%\VignetteIndexEntry{CGHcall}
%\VignetteDepends{}
%\VignetteKeywords{Calling aberrations for array CGH tumor profiles.}
%\VignettePackage{CGHcall}

\documentclass[11pt]{article}

\usepackage{amsmath}
\usepackage[authoryear,round]{natbib}
\usepackage{hyperref}
\SweaveOpts{echo=FALSE}

\begin{document}

\setkeys{Gin}{width=0.99\textwidth}

\title{\bf CGHregions: Dimension reduction for array CGH data with minimal information loss.}

\author{Mark van de Wiel and Sjoerd Vosse}

\maketitle

\begin{center}
Department of Pathology\\
VU University Medical Center
\end{center}

\begin{center}

{\tt mark.vdwiel@vumc.nl}
\end{center}


\tableofcontents

%%%%%%%%%%%%%%%%%%%%%%%%%%%%%%%%%%%%%%%%%%%%%%%%%%%%%%%%%%%%%%%%%%%%%%%%%%%
\section{Overview}

CGHregions allows users to reduce the dimensionality of array CGH data to facilitate downstream analysis.

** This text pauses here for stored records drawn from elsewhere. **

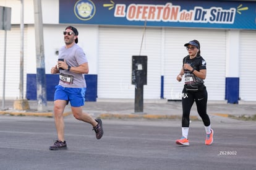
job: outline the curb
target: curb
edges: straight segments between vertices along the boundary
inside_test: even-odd
[[[179,115],[163,114],[101,114],[98,116],[101,119],[181,119]],[[199,120],[196,116],[190,116],[191,120]]]

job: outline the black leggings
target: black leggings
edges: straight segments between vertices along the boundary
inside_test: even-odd
[[[197,112],[201,117],[203,124],[208,126],[210,124],[210,118],[207,113],[208,93],[205,87],[197,92],[188,91],[184,87],[182,90],[182,127],[189,127],[189,115],[191,108],[195,100]]]

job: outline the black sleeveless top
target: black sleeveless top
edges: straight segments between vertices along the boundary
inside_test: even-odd
[[[190,59],[188,55],[183,59],[183,65],[184,64],[189,64],[197,71],[206,69],[206,61],[201,56],[197,56],[194,59]],[[196,91],[203,87],[204,81],[202,79],[197,77],[190,70],[184,70],[184,71],[185,87],[187,90]]]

CGHregions takes as input array CGH data (log2-ratios) that have been segmented (i.e., split into chromosomal segments of similar log2-ratios) and called (i.e., a copy number assigned to each segment) on a per-sample basis and adjusts the segmentation so that break-points that are in similar locations across multiple samples are set to be in identical locations. Segmented and called data can be obtained by using the CGHcall package. The resulting dimensionality reduction facilitates downstream analysis in a variety of ways (e.g., reduces severity of multiple hypothesis testing, facilitates clustering and visualization, reduces computer memory requirements).

\noindent
This document provides an overview on the usage of the CGHregions package. For more detailed information on the algorithm and assumptions we refer to the CGHregions article \citep{CGHregions}. As example data we attached the first five samples of the Wilting dataset \citep{Wilting}, called with CGHcall \citep{CGHcall}. 

\section{Example}

In this section we will use CGHregions to define regions of minimal information loss and visualize the results. First, we load the package and the data. The data have been segmented and called using the CGHcall package.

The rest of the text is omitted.